We shipped an n8n community node.
It works. It’s verified. It’s documented.
And yet — the real work wasn’t writing code.
It was removing friction between two systems that were never designed to work together.
The Product
I was hired to create an n8n integration for Eledo — a SaaS platform that generates PDF files on demand.
The model is simple:
- design a template
- send data via REST API
- receive a generated PDF
Eledo integrates naturally with automation platforms like Zapier, Make, Monday — and now n8n.
This node was our open-source contribution. I handled the full pipeline: coding, testing, and documentation.
The Goal
My goal was simple:
Absorb complexity in code — never expose it to the user unless absolutely necessary.
If users feel the underlying complexity, the integration has failed — even if the code is technically correct.
Knowing the Systems and Their Limits
In projects like this, coding is often the smallest part of the work.
The majority is understanding:
- how system A behaves
- how system B behaves
- where they conflict
An integration exists for one reason:
to remove friction between two systems
If that friction leaks to the user, the integration is incomplete.
The Ideal Workflow
Conceptually, the integration should look like this:
- Fetch available templates
- Let the user select one
- Fetch the template schema
- Present a form for data input
- Send payload
- Receive PDF
Clean. Simple. Predictable.
The reality was anything but.
The Constraint: n8n UI Model
n8n provides a powerful API layer — but the UI is opinionated.
n8n can render only static forms.
You can fetch dynamic data.
You can transform it.
But you cannot dynamically generate UI fields at runtime.
This constraint shaped the entire solution.
Researching the Competition
Before designing the solution, I analyzed existing PDF integrations.
Common patterns:
- complex UIs exposing everything at once
- heavy reliance on raw JSON input
JSON gives flexibility — but at a cost:
it shifts complexity to the user
That was not acceptable for this integration.
Guided Fields
The key insight came from real usage patterns.
~80% of templates use simple primitives:
- text
- numbers
- dates
- booleans
So instead of exposing full schema complexity, I introduced Guided Fields.

The node:
- fetches the template schema
- filters primitive fields
- maps them to native UI elements
This allows most users to operate without touching JSON at all.
Advanced users still have full JSON mode.
Simplicity by default. Power when needed.
A Critical Insight: Fault Tolerance
Eledo is tolerant to missing data.
If you send an empty payload, you still get a PDF.
The internal rule is simple:
If we can render something, we do.
An incomplete result is better than no result.
This single design decision influenced the entire integration.
Working with Incomplete Documentation
Many critical behaviors were not documented.
Examples:
- fault tolerance behavior
- real-world template usage patterns
- API inconsistencies
To build a reliable model, I:
- tested API endpoints manually using curl
- generated valid and invalid payloads
- captured them as fixtures
These fixtures later became part of the test suite.

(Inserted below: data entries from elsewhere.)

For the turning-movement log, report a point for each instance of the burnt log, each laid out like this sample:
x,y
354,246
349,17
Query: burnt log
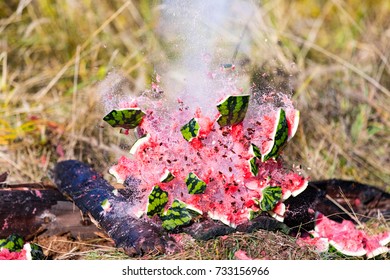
x,y
40,209
89,190
28,208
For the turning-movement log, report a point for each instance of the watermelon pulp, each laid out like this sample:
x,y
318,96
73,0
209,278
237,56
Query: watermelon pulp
x,y
225,163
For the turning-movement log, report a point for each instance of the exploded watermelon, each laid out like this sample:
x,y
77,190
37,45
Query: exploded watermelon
x,y
225,166
345,238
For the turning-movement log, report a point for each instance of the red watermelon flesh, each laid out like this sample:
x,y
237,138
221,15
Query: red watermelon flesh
x,y
221,161
349,240
218,156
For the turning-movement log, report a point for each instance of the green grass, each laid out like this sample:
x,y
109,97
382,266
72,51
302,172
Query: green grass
x,y
331,55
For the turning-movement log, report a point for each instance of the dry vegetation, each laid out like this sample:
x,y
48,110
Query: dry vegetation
x,y
333,55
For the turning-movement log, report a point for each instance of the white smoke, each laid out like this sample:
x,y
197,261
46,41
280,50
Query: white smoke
x,y
200,36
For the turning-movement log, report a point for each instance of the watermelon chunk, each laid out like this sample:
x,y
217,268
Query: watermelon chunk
x,y
271,195
167,176
349,240
194,184
138,144
279,137
156,201
232,109
253,166
125,118
190,130
179,214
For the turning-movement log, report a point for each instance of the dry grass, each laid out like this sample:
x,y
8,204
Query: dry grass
x,y
333,57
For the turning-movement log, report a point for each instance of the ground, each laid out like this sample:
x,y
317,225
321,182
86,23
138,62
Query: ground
x,y
331,56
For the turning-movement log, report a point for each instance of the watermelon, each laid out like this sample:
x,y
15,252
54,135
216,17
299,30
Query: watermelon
x,y
156,201
232,109
125,118
278,211
140,141
230,171
179,214
253,166
190,130
279,137
14,248
349,240
271,195
167,177
194,184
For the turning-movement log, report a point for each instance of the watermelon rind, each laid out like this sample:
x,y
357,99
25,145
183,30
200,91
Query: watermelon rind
x,y
190,130
279,136
194,184
138,143
125,118
157,200
255,151
14,243
177,215
232,109
167,177
271,195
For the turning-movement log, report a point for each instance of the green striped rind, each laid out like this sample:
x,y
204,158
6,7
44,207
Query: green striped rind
x,y
253,166
13,243
105,204
177,215
167,177
190,130
280,138
194,184
271,196
138,143
125,118
232,109
254,150
156,201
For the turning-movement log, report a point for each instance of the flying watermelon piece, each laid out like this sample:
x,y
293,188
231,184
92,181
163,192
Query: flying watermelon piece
x,y
190,130
279,136
125,118
253,166
13,243
278,212
144,139
167,177
156,201
292,121
271,196
255,151
232,109
177,215
194,184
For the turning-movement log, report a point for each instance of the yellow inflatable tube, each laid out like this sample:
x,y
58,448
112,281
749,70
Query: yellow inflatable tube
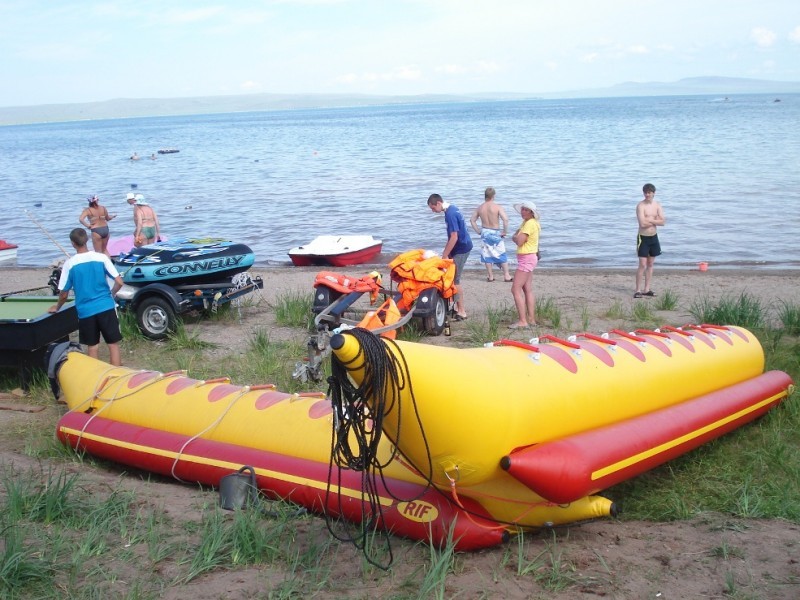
x,y
462,410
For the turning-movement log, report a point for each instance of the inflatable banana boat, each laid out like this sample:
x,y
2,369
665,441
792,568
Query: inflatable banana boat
x,y
432,442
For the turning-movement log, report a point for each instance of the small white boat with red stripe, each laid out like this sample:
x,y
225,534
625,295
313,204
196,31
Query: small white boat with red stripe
x,y
336,251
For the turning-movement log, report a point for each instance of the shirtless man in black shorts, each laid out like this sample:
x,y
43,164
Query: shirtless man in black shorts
x,y
650,215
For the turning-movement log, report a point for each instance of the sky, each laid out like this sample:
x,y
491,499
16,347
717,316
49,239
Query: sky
x,y
64,51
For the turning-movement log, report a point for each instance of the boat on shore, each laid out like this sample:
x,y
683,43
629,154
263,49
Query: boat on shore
x,y
8,251
184,261
494,440
336,251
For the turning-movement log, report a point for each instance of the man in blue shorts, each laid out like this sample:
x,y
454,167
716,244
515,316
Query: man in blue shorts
x,y
87,274
650,215
458,246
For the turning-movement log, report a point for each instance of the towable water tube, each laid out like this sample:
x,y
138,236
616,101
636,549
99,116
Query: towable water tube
x,y
184,261
482,442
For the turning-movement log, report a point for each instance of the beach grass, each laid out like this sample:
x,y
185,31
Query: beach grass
x,y
62,536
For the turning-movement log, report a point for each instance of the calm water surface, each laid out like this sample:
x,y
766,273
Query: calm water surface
x,y
727,174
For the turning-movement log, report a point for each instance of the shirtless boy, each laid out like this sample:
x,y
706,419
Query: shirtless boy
x,y
493,250
650,215
147,227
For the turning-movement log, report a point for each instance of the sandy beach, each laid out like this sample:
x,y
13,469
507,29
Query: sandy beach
x,y
621,559
578,293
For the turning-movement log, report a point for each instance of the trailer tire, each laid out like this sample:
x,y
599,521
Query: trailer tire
x,y
323,298
434,324
155,317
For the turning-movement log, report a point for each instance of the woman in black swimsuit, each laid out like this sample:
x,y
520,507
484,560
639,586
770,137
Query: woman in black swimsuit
x,y
95,218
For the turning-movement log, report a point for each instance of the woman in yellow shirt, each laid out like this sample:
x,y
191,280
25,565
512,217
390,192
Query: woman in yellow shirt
x,y
527,240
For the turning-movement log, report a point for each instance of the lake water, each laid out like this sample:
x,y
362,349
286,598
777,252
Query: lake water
x,y
727,173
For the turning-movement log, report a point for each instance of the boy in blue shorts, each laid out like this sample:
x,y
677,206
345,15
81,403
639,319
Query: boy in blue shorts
x,y
87,274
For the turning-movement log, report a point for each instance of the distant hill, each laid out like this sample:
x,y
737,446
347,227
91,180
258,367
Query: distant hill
x,y
148,107
691,86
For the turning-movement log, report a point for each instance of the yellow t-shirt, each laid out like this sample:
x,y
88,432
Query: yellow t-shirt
x,y
531,245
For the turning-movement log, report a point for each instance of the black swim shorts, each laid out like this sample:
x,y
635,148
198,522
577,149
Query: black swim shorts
x,y
647,245
90,328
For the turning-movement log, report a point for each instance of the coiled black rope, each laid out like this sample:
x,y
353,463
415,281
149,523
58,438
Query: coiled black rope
x,y
359,413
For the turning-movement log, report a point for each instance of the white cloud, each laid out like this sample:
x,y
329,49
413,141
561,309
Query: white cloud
x,y
404,73
191,16
488,66
763,37
451,69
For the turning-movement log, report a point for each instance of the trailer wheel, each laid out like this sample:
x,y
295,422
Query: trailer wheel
x,y
155,318
323,298
434,324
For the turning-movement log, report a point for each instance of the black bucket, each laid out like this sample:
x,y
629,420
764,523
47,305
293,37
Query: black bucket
x,y
238,490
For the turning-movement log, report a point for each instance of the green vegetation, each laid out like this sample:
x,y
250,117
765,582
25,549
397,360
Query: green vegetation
x,y
668,300
293,309
744,310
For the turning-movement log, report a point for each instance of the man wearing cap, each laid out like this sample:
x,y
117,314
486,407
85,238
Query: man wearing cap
x,y
527,240
458,246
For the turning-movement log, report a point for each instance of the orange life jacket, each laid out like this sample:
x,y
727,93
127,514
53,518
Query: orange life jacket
x,y
346,284
414,273
386,314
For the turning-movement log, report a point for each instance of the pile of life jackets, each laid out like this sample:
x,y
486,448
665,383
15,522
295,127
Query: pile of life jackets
x,y
415,271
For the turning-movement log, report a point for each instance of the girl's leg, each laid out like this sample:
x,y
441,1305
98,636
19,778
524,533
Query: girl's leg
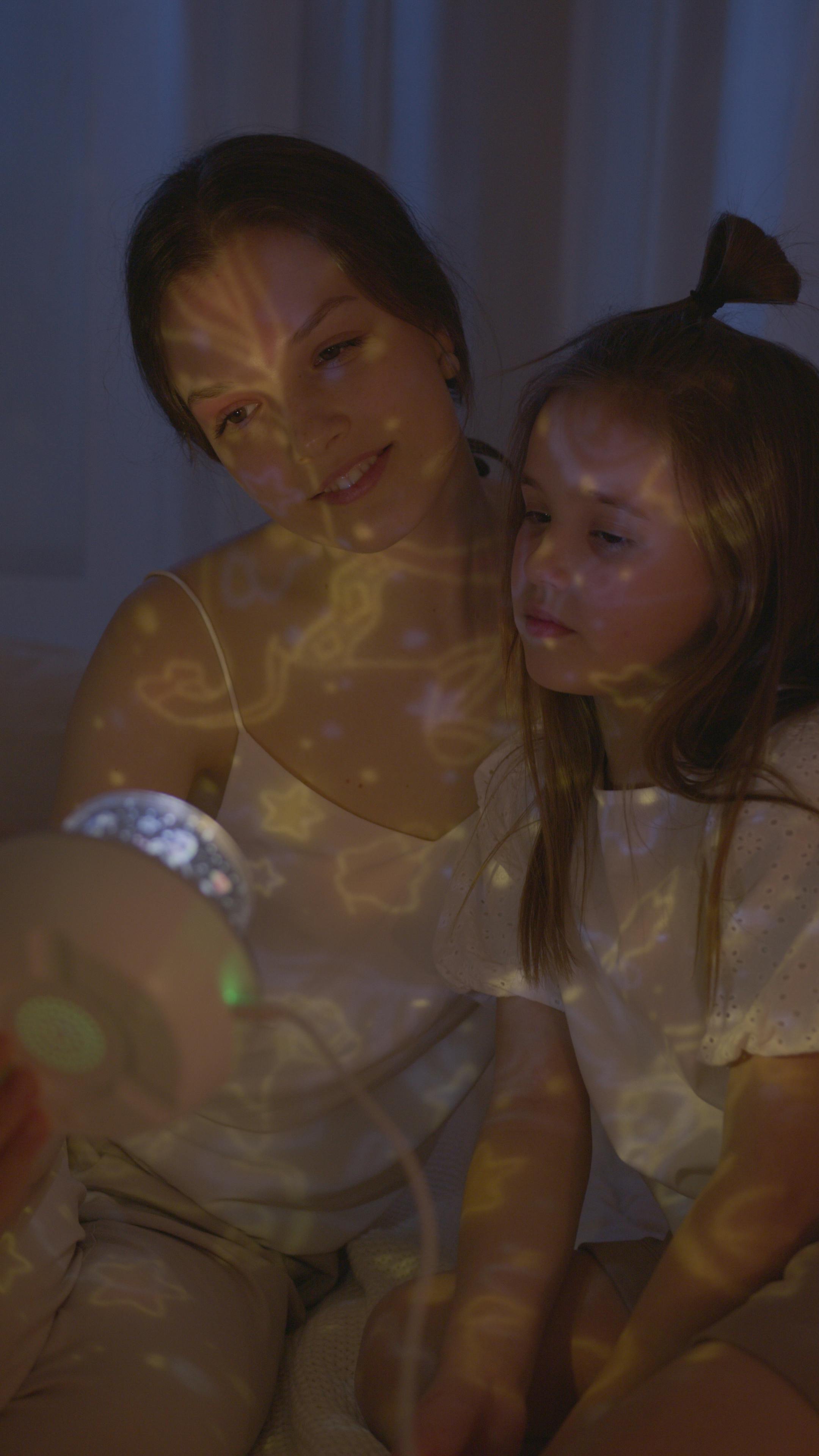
x,y
133,1338
716,1401
584,1329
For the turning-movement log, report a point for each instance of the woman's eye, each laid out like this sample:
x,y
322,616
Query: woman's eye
x,y
235,417
613,541
334,351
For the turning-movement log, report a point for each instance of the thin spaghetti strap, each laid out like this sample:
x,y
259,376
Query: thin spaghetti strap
x,y
213,638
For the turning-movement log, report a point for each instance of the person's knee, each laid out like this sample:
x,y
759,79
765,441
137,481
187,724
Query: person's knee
x,y
384,1347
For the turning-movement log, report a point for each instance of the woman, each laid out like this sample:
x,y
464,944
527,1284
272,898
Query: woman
x,y
327,685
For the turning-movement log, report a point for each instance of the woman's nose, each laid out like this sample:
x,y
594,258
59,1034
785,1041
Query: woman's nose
x,y
314,428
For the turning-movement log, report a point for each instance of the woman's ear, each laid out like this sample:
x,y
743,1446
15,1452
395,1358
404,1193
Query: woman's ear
x,y
447,356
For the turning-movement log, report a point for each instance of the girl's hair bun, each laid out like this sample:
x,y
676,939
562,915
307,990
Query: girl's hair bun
x,y
742,264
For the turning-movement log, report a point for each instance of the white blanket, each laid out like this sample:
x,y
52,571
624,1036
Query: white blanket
x,y
315,1407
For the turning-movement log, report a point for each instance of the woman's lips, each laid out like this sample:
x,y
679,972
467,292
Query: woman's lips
x,y
544,627
361,488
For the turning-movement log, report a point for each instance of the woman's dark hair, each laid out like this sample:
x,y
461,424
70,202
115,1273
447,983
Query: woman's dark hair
x,y
739,417
276,181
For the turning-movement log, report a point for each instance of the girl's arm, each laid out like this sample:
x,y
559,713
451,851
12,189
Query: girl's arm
x,y
757,1212
518,1227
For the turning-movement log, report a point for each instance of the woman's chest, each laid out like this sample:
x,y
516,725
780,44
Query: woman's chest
x,y
371,702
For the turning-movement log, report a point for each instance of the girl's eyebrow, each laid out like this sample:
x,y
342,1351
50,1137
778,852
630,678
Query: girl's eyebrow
x,y
620,506
596,497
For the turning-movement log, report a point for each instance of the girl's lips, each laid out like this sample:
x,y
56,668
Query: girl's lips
x,y
546,628
365,484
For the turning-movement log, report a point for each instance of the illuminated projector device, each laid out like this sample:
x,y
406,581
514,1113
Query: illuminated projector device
x,y
123,960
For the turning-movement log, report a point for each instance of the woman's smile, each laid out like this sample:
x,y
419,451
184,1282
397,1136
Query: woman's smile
x,y
355,481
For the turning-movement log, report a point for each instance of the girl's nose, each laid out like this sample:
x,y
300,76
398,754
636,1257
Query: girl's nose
x,y
550,563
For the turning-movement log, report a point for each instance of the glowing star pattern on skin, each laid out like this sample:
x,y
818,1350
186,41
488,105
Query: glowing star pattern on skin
x,y
461,682
377,879
489,1175
12,1263
142,1285
264,877
293,811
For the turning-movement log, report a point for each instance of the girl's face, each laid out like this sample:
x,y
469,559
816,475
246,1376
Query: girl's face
x,y
328,411
608,580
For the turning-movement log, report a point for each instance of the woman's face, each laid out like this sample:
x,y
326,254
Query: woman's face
x,y
328,411
608,580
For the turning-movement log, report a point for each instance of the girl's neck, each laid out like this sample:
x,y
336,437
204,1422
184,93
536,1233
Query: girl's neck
x,y
623,728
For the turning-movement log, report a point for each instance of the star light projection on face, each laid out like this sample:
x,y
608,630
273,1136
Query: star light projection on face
x,y
315,400
610,583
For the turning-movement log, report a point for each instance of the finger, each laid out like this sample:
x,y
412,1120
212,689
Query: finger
x,y
445,1426
18,1165
19,1095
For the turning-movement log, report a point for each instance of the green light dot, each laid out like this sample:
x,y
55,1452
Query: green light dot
x,y
60,1034
235,983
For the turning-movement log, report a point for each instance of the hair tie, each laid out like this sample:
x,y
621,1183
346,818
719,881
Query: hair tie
x,y
698,302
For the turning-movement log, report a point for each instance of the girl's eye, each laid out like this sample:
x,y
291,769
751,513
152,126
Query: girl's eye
x,y
234,417
613,541
334,351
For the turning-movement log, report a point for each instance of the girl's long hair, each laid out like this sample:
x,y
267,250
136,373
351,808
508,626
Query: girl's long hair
x,y
741,420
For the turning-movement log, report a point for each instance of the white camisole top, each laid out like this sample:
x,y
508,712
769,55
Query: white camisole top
x,y
343,932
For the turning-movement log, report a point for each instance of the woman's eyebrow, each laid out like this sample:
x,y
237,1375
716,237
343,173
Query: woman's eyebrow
x,y
312,322
320,314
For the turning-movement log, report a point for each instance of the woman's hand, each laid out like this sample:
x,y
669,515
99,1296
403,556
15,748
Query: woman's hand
x,y
470,1417
25,1129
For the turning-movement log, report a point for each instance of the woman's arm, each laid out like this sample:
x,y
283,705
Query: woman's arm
x,y
757,1212
518,1227
126,728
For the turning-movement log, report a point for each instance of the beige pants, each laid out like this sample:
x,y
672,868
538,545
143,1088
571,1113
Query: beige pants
x,y
138,1324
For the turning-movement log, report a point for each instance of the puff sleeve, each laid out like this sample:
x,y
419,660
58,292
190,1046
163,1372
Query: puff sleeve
x,y
767,999
477,938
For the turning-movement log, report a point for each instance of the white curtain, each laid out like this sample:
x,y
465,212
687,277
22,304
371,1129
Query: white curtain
x,y
566,156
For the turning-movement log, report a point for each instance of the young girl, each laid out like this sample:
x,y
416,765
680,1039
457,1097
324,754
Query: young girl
x,y
643,897
327,685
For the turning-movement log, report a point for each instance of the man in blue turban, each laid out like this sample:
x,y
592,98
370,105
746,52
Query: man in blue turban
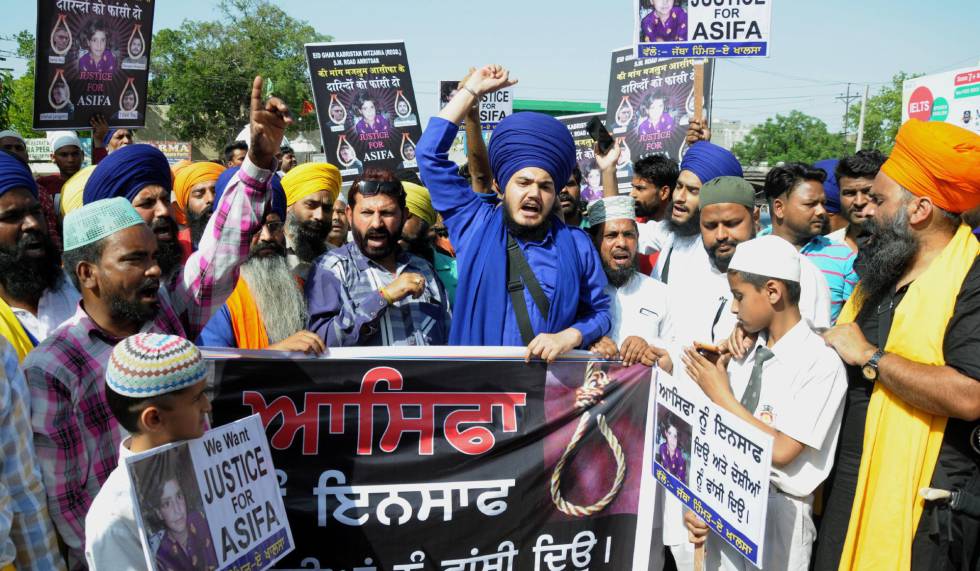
x,y
525,278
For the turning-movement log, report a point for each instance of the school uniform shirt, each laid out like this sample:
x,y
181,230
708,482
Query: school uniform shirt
x,y
802,396
637,309
112,539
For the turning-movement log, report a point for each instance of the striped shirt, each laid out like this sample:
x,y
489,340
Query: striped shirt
x,y
836,261
27,538
75,435
347,309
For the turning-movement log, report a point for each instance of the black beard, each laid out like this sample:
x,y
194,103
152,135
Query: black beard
x,y
884,257
197,223
689,228
619,276
25,277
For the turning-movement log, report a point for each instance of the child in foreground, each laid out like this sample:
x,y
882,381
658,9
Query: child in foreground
x,y
790,385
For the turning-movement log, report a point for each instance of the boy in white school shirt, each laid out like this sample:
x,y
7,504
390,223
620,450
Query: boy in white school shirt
x,y
791,386
155,387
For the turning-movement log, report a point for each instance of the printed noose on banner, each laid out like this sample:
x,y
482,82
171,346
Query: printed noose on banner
x,y
587,396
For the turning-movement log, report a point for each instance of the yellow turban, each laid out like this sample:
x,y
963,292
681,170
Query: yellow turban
x,y
187,177
71,191
308,178
419,202
939,161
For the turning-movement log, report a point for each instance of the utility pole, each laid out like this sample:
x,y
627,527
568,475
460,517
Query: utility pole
x,y
847,105
864,107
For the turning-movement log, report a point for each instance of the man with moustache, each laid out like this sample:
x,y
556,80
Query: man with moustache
x,y
796,202
910,336
551,300
370,292
267,310
141,174
194,200
35,298
113,257
311,190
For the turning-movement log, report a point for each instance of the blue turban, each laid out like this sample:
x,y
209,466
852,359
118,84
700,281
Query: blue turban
x,y
531,140
830,187
709,161
126,172
15,174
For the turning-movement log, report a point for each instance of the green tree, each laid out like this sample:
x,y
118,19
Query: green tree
x,y
203,70
883,115
796,137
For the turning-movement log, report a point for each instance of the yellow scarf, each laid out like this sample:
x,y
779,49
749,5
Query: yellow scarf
x,y
13,331
901,443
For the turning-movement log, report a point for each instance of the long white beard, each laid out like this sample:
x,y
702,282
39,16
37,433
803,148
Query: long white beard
x,y
281,303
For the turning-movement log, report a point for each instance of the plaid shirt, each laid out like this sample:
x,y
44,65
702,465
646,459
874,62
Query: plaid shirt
x,y
76,437
27,538
347,309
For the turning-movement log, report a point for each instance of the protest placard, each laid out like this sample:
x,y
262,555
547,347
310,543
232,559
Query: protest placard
x,y
494,107
716,464
216,497
701,28
453,458
365,104
650,105
950,96
91,57
585,153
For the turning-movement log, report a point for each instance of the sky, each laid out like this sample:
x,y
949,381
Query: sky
x,y
560,50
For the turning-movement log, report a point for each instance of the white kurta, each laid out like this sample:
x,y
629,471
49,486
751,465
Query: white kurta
x,y
112,539
637,309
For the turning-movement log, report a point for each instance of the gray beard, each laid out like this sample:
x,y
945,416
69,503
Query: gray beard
x,y
281,303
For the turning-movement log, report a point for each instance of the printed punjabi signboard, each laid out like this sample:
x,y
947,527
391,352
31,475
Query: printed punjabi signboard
x,y
650,105
365,104
92,57
212,502
702,28
716,464
951,96
452,462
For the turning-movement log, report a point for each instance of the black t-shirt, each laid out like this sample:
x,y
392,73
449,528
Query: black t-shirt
x,y
958,466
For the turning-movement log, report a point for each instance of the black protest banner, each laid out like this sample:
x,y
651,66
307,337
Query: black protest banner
x,y
365,104
444,463
92,57
650,105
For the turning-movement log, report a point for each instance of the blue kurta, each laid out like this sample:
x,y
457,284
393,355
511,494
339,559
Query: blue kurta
x,y
565,262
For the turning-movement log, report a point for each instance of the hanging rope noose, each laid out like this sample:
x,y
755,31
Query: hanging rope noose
x,y
586,396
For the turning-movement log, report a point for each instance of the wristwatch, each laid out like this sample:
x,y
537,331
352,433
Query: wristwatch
x,y
870,369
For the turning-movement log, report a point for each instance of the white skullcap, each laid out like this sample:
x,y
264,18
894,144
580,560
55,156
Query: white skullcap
x,y
768,256
12,133
65,140
612,208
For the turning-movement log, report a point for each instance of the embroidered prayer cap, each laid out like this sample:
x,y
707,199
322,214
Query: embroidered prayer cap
x,y
307,178
152,364
530,139
769,256
97,220
186,178
727,190
939,161
71,191
831,189
15,174
419,202
612,208
127,171
61,139
708,161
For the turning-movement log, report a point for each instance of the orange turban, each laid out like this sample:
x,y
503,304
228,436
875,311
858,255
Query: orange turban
x,y
939,161
188,176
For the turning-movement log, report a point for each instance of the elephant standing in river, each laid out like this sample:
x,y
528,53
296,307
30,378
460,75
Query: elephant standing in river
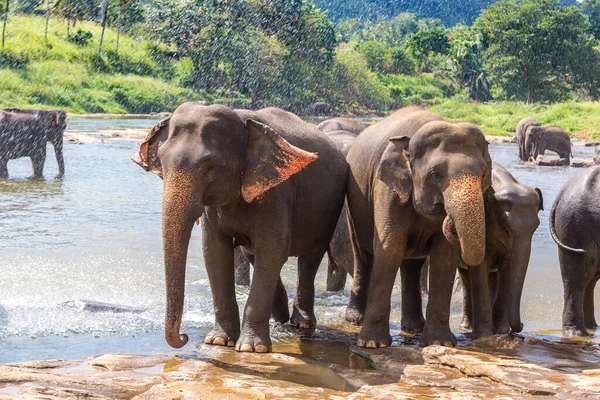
x,y
25,132
416,188
511,220
574,223
262,180
538,139
522,127
343,124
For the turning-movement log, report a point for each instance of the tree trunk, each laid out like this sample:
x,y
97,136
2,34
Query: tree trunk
x,y
6,9
104,12
47,19
118,27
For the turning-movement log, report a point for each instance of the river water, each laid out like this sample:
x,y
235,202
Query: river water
x,y
96,235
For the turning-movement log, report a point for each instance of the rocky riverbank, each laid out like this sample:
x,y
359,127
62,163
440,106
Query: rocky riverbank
x,y
324,365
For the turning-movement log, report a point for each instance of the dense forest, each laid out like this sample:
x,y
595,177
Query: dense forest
x,y
149,55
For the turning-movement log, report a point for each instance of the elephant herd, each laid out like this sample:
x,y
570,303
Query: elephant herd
x,y
25,132
266,186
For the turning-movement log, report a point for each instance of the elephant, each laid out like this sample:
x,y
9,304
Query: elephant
x,y
263,180
24,133
574,222
343,124
522,127
541,138
492,291
416,188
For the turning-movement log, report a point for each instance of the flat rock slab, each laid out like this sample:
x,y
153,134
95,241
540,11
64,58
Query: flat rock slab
x,y
322,366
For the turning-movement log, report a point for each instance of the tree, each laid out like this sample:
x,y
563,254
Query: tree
x,y
535,47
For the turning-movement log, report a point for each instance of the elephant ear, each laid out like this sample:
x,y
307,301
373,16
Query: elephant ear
x,y
394,168
539,192
147,157
270,160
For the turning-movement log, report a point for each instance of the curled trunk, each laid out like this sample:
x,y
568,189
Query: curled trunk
x,y
465,222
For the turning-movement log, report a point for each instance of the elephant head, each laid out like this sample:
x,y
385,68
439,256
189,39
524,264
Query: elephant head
x,y
518,219
208,156
445,168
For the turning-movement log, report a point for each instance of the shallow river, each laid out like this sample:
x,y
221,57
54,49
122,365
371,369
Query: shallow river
x,y
96,235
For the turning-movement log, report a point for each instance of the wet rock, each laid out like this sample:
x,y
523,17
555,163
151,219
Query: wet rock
x,y
581,163
124,362
544,161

Tests are not just validation — they are executable documentation of real system behavior.
Testing Strategy
I used Vitest to cover:
- payload parsing
- payload generation
- validation
- API communication
The goal was not 100% coverage.
The goal was to protect the contract between:
- Eledo API
- internal node logic
If the API changes, tests fail — and the integration evolves consciously.

Tooling and Automation
From the beginning, I defined modern standards:
- GitHub Actions for CI
- automated builds on pull requests
- coverage reporting
- automated npm publishing
These were not optional — they are part of a production-ready integration.
Documentation
A node without documentation is incomplete.
Over several months, I:
- wrote new documentation
- refactored older materials
- optimized for both non-technical and advanced users
This alone could be a separate case study.

Verification Process
n8n requires community nodes to go through verification.
In our case, this took over a month.
Not because fixes were difficult — but because the process was iterative:
- submit
- receive partial feedback
- fix
- resubmit
Repeat.
This reduces load on n8n’s side, but introduces delays for contributors.
Not a technical constraint — a process constraint.

AI-Assisted Development
I used ChatGPT during development.
Not as an autonomous agent — but as an assistant.
- I made all architectural decisions
- I understood every line of code
- AI accelerated implementation and testing
Used properly, it increases velocity without sacrificing control.
Conclusion
This project took roughly five months.
Not because it was hard to code —
but because it required mapping two imperfect systems into something usable.
Users now:
- log in
- select a template
- input data
- get a PDF
Simple on the surface.
Underneath:
- inconsistent APIs
- missing documentation
- UI constraints
- edge cases everywhere
That’s the nature of integrations.
Good integrations hide complexity.
Great ones absorb it.
If you decide to try Eledo, feedback is always welcome.